Disk usage plugins - Monitor docker host/actual server metrics from sensu containers

Hey team,

Kindly help with the below query

We have hosted sensu/agent containers and Disk check utilization plugin is also working fine.
But we want to monitor the Actual Docker host/VM’s server utilization not the container metrics how can we achieve that (if mounting is the only option).Please suggest how to do this for system metrics also like CPU/Memory etc.

Regards,
Sensu-user

Hey,
Trying to monitor the host processes from inside linux containers (regardless of the container runtime: docker or runc), can be difficult. Honestly, its easier to run an additional sensu-agent as a hosted service, so you can monitor host resources.

But if you are intent on attempting it… you can bind mount the host system’s /proc to location in the container, and try to use it to keep up with process specifics. But mounting system /proc as /proc is probably going to cause problems, so you usually have to mount it somewhere else inside the container, and then have tools know how to select the alternative procfs mount location. This is definitely a “just because you can, doesn’t mean you should” sort of situation. This is the kind of thing I do once, to prove to myself its a bad idea, using a system I can light on fire and walk away from.

Thanks @jspaleta.

We thought of proc/procfs but as u know it will expose all the host information.

How about mounting a named pipe on the container and run a script/Plugin on the host via cronjob/some schedule. Not sure how we can translate the output and feed it to sensu - Some inputs will be very much appreciated.

Have checked the community links almost none has faced this problem of monitoring infrastructure via containers is it us or anyone else has faced this too.

Thanks,
Sensu-user

Hey,

So if you want to use cron jobs, you can have the cron job output a cutdown event json with the check information to the sensu agent’s event endpoint.

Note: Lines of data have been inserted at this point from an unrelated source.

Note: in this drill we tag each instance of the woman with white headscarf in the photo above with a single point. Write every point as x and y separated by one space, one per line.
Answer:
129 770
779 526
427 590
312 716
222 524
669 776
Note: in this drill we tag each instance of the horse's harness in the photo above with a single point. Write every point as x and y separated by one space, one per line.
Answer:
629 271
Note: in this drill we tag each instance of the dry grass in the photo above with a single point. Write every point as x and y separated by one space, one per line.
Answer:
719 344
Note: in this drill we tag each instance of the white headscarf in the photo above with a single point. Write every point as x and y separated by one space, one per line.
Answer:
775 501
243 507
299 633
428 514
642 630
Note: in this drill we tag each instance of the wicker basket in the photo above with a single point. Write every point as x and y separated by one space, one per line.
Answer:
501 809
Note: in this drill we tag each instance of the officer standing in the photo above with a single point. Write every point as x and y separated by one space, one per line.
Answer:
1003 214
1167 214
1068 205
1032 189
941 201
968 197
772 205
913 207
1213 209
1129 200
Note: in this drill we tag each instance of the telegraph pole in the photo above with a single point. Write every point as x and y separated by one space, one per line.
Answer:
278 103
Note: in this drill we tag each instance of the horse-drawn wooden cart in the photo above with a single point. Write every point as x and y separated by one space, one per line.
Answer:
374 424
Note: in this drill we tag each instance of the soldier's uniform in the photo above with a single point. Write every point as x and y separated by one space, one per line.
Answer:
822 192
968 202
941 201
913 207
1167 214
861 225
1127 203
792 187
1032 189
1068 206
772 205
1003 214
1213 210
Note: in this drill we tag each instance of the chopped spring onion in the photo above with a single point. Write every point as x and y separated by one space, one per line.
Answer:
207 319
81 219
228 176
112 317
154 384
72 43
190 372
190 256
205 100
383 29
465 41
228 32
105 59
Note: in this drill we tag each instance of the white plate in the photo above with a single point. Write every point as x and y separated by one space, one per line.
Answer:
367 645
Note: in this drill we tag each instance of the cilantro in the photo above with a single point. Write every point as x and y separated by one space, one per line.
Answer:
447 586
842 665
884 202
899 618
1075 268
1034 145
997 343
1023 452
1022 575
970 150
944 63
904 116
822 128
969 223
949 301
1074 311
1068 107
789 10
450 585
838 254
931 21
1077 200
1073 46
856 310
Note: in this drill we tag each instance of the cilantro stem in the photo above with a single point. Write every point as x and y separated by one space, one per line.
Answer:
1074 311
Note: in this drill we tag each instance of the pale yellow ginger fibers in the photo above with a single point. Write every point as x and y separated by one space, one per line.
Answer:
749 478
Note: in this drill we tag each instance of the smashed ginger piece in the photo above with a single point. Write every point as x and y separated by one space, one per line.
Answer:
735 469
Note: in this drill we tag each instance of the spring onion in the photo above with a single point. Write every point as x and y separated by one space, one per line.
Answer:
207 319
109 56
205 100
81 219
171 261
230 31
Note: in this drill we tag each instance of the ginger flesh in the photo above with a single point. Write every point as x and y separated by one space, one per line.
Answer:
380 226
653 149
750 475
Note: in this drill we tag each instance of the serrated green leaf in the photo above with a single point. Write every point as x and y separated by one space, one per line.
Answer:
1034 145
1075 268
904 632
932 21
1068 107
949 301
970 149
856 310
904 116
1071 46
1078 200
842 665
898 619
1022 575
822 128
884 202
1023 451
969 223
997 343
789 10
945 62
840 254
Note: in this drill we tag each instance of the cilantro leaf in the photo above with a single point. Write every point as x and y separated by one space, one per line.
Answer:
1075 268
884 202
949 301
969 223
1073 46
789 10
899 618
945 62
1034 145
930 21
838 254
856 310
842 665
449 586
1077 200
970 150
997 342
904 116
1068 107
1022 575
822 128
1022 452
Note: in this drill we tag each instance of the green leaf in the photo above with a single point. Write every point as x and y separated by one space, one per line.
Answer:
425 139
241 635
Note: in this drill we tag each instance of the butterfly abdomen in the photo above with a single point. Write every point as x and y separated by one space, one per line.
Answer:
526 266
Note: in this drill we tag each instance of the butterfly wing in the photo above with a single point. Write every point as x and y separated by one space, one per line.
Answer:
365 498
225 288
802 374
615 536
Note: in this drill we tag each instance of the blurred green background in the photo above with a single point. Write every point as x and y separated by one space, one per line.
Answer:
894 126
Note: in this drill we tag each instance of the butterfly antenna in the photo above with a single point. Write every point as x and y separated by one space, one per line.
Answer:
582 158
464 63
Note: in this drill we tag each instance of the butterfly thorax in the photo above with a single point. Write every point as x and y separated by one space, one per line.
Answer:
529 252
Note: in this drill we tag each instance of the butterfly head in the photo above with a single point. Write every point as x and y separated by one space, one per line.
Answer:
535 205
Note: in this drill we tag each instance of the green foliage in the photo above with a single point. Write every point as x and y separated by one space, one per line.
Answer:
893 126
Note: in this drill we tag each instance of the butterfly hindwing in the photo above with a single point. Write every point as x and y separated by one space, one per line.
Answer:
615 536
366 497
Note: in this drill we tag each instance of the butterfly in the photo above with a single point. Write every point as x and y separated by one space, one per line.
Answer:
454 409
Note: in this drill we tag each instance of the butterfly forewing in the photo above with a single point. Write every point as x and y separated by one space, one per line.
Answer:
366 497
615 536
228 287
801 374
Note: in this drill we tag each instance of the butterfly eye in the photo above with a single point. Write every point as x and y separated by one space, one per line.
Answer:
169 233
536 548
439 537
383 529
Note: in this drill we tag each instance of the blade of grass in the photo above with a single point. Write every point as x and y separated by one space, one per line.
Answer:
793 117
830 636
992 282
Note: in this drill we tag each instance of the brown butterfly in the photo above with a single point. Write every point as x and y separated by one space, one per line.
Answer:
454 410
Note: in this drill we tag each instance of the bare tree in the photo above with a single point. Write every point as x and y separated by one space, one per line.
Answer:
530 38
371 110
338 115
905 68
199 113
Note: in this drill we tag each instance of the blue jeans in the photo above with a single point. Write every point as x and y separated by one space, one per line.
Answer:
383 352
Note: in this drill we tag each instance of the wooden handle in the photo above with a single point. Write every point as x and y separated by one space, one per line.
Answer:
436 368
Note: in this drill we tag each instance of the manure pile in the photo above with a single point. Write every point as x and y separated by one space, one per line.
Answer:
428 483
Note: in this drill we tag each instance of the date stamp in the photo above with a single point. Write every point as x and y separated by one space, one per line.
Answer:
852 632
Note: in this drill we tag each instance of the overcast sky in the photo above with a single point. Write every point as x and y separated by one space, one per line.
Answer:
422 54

https://docs.sensu.io/sensu-go/latest/observability-pipeline/observe-schedule/agent/#create-observability-events-using-the-agent-api

The agent will filling entity level information into the event.

Sensu agents running in containers can access host systems via the network; this even works in public cloud hosted Kubernetes using dnsPolicy:ClusterFirstWithHostNet. If the host is exposing system resource metrics via something like a Prometheus exporter (e.g. Kubelet metrics or Prometheus node_exporter), these can be easily collected with Sensu.

If you are going the route mentioned above (collecting metrics via the host and emitting them to an agent running in a Docker container), you might also be interested in the Sensu Agent StatsD API; see: Agent reference - Sensu Docs

I hope this helps!

2 Likes

Yeah, i forgot about Prometheus node_exporter.

Running the node_exporter as a host level service, and letting sensu agent poll the node_exporter endpoint for metrics is absolutely workable, Generally you have to run something at the host level… just a matter of what the something is.

@Dodge_killer, recent versions of sensu-agent gained support for metric ingestion of Prometheus metric text format directly. So you should be able to run node-exporter on the host, and have a sensu-agent container run a check that is essential just a curl command to the node-exporter endpoint on the host.

1 Like

Thanks @jspaleta @calebhailey ,

Appreciate your quick response, This was indeed helpful.

Hi @jspaleta,

Sorry, As am new to sensu obvious that my lack of knowledge, if I’m missing something obvious.

With the help of Prometheus/Node exporter metrics and sensu/sensu-prometheus-collector plugin i can get the output.

But the question is

  1. how do i set an alert and filter for nodexporter’s CPU/Other metrics over a threshold so that email will be triggered after every critical incident.
  2. Prometheus is already saving the data into TSDB (influxdb) so is it possible can i skip the influxdb handler,and just query the metrics and set the threshold.

You have been a savior in the sensu journey, Kindly help with the above questions,

Regards,
Sensu-user.

Aye! You’ve hit on something there for sure.

This is why my brain probably jumped to running an agent at the host level, so you can run existing checks that provide an instant warn/critical without going through a tsdb first and having to do a query.

The “everything is a metrics” way of thinking puts the alert conditional logic after the tsdb ingestion, which works great for complicated questions that require looking at trending behavior over time.

But if you want to be alerted just based on latest thresholds, it can feel a bit cumbersome to do it that way.

So off the top of my head, you have a couple of options (there are probably more options as well).

  1. you can write a thin wrapper script that runs as the check command that parses the metric you want looking for threshold values from the node exporter metrics, before passing them on as output for sensu-agent to repackage in Sensu’s internal metrics format.

Because the Sensu check definition allows you specify different handlers for status handling and for metric handling… its possible to write your node exporter wrapper script such that it reports non-zero status (triggering an actionable alert via a Sensu event) and also exports the metrics to your tsdb for trending queries to be done later. As long as you don’t disrupt the output by printing information to stdout or stderr and just change the return status.

OR
2) you can write a check that queries the tsdb and reports a warning/critical status based on that query.